The face of the Sunshine Coast's overpriced rental crisis
YOUNG people are feeling the strain in the Sunshine Coast's increasingly competitive and pricey rental market.
Alyx Wilson, 22, paid $385 a week for a two-bedroom unit in a duplex at Currimundi for ten months with her partner.
They had first searched for a cheaper property, but competition forced them to fork out higher amounts for a place to live.
Owning a cat make finding rental housing even more difficult.
"We applied for a couple of places, but we had to end up expanding our budget purely for the fact that there were so many people going for the same properties," Miss Wilson said.

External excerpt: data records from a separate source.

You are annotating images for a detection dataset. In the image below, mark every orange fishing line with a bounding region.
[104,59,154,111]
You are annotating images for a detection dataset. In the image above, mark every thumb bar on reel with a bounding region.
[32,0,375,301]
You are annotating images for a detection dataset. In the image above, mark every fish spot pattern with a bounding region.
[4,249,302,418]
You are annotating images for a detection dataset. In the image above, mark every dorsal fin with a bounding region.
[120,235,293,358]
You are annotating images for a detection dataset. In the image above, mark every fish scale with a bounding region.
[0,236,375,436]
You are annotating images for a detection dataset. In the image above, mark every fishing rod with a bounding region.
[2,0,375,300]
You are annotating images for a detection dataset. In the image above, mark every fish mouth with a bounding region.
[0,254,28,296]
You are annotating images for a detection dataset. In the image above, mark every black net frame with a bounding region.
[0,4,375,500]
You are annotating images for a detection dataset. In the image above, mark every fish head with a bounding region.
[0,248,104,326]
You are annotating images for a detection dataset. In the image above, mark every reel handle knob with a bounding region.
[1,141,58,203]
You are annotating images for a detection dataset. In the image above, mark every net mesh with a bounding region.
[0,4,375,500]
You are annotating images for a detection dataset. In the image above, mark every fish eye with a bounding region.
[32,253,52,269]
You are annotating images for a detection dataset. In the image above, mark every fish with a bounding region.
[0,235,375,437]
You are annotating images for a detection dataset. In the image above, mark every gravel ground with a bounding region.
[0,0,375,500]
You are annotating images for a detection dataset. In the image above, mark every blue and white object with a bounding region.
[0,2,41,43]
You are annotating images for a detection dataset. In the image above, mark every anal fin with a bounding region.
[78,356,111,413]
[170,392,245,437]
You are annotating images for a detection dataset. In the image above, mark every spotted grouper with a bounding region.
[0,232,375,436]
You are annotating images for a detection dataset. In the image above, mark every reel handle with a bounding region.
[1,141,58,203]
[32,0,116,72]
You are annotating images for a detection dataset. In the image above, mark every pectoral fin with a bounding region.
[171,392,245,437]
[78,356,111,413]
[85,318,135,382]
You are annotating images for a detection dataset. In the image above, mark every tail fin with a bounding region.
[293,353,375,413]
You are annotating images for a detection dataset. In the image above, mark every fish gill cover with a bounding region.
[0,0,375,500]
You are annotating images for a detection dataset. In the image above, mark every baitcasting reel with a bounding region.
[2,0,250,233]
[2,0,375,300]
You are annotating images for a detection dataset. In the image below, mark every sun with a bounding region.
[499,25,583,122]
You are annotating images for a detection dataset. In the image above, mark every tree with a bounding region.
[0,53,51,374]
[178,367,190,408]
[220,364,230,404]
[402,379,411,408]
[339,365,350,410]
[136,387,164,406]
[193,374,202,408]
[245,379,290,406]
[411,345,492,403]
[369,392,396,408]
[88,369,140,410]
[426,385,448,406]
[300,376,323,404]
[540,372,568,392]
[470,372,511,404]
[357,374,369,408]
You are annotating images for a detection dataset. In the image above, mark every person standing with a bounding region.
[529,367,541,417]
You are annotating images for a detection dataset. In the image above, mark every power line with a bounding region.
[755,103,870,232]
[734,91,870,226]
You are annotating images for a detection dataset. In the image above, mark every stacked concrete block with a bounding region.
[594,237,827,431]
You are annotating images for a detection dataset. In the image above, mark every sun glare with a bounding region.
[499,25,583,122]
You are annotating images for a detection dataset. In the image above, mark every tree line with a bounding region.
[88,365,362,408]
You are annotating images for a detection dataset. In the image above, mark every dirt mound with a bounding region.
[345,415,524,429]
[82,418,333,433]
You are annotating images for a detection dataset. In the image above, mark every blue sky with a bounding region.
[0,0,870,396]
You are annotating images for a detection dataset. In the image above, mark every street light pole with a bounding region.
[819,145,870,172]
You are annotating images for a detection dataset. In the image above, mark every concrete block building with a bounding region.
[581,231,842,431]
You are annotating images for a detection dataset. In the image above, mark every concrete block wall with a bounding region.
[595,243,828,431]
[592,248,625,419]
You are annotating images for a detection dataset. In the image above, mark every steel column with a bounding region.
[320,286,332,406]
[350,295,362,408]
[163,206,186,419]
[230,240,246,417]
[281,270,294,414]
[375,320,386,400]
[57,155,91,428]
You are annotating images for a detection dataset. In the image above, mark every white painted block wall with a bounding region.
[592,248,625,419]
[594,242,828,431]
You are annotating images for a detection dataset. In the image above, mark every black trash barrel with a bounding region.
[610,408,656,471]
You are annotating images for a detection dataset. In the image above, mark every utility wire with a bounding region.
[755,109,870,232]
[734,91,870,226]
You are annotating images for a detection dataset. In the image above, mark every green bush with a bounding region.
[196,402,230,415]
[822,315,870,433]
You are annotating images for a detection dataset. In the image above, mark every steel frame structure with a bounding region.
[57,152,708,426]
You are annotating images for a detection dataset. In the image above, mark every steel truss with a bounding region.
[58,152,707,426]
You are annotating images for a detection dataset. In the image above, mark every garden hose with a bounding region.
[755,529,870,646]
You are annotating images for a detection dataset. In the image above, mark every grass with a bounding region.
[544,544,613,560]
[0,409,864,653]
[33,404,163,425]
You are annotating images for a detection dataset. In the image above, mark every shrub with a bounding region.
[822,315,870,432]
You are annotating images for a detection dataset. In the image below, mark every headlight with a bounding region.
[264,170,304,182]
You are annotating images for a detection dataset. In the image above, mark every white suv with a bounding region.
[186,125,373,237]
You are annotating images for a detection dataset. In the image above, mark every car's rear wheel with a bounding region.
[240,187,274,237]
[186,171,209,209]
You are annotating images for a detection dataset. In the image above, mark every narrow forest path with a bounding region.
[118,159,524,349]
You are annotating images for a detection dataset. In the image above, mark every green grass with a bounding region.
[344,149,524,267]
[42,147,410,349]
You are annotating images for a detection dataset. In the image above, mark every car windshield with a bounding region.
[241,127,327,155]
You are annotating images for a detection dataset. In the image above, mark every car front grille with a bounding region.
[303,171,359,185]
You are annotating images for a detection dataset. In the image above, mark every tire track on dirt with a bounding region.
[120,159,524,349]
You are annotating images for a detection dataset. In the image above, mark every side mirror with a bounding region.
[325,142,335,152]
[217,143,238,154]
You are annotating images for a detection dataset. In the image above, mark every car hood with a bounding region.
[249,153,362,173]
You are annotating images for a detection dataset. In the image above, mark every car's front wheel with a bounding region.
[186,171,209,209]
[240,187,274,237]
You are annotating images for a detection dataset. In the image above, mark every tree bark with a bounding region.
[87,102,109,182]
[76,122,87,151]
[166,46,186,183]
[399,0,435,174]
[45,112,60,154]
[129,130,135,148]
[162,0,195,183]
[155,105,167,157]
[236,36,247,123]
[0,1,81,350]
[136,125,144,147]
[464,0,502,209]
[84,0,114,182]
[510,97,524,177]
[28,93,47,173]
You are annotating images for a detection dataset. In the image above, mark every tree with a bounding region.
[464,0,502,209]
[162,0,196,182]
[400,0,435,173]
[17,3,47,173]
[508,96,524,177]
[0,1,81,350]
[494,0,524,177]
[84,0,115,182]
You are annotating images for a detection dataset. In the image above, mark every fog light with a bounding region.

She was employed casually in aged care, and her partner's job was weather-dependent.
They soon realised the rent was straining their finances too far.
"It's wishful thinking, to think that's affordable," Miss Wilson said.
They have since moved to rent a room at a friend's home nearby, and are saving to buy their own home.
"It's about half the price," Miss Wilson said.
"They own their house, so it's much easier."
New data has revealed the average renter is approaching the critical rental stress threshold in most areas of the Sunshine Coast.
Now working in a real estate office, Miss Wilson sees the other side of the Sunshine Coast's rental market.
"It is getting a bit out of hand," she said.
"There are prices on some properties that are maybe achievable for some, but for the average person it's a lot to be spending a week on having somewhere to live."
She said rental woes are a common issue for young people on the Sunshine Coast.
"There's quite a few of my friends who would like to rent, but most of them are staying home because it's too expensive," she said.